A shoe manufacturer has teamed up with San Diego-based Bloom to use algae harvested from waste in streams.
UK-based shoe manufacturer Vivobarefoot has collaborated with eco-company Bloom to use its namesake algae material to create trainers. Bloom utilizes algae harvested out of waste streams in the US and Asia, where too many nutrients in the water often causes algal blooms. These blooms kill aquatic wildlife such as fish, meaning no fertilizers need to be added in order to grow the algae, and its removal actually helps the environment.
The harvested algae biomass is dewatered and dried, polymerized into pellets, then combined with other compounds to ultimately form a soft, pliable foam. Depending on the formulation and intended application, the algae makes up anywhere from 15-60 percent of the finished product, which is said to be similar in quality to traditional petroleum-derived foam.
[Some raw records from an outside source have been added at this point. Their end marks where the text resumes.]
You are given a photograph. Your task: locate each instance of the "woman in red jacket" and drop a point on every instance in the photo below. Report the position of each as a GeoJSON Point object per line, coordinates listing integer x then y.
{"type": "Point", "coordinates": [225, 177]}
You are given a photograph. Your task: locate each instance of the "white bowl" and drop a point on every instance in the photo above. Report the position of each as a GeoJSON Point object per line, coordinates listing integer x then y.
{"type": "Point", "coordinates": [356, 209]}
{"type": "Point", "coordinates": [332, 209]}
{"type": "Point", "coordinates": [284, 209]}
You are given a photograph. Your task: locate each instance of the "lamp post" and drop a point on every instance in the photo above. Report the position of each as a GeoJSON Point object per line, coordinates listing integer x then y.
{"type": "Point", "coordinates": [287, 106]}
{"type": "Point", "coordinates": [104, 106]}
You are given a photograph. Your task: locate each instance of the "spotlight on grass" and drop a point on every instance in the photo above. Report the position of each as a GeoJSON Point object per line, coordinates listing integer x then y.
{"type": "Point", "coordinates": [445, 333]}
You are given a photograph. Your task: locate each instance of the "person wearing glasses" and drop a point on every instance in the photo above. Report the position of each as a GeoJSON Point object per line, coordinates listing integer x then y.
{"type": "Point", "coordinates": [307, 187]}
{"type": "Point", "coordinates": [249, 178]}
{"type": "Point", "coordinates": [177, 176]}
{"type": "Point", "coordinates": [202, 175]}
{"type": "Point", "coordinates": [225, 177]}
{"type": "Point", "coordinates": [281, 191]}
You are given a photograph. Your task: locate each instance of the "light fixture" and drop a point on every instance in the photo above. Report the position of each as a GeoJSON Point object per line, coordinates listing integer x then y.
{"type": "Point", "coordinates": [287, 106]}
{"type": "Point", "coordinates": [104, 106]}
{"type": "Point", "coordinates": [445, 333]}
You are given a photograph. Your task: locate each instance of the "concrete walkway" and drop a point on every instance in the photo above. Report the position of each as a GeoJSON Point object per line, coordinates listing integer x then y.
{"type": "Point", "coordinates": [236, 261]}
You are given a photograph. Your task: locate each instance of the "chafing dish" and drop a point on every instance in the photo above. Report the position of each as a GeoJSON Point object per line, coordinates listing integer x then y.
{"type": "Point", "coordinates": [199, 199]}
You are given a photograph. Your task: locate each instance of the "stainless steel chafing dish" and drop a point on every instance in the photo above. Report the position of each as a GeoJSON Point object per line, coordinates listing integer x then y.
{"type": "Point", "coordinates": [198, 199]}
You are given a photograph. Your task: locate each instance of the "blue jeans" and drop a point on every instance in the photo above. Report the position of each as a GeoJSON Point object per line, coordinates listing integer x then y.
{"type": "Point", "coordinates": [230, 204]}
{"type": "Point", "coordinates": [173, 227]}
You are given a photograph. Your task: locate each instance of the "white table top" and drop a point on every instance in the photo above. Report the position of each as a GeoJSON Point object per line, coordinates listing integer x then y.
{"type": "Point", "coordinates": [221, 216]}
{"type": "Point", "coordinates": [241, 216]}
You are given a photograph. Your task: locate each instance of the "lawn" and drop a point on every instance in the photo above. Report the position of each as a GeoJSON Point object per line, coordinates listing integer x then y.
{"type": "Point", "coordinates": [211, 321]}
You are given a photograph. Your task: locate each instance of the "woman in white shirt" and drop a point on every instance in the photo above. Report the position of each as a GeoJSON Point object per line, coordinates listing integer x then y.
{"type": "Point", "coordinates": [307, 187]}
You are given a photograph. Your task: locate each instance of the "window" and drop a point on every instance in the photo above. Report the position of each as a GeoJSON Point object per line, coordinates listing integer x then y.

Every pair of Vivobarefoot’s shoe will help recirculate 57 gallons of filtered water back into natural habitats, and prevent the equivalent of 40 balloons full of CO2 being released into the Earth’s atmosphere.
Environmentally friendly initiatives are applauded across all industries, with a biodegradable replacement for plastic microbeads in the works and an emissions-free cargo ship launching next year being just two examples. Would a company or product being eco-friendly encourage you to cooperate with them or it?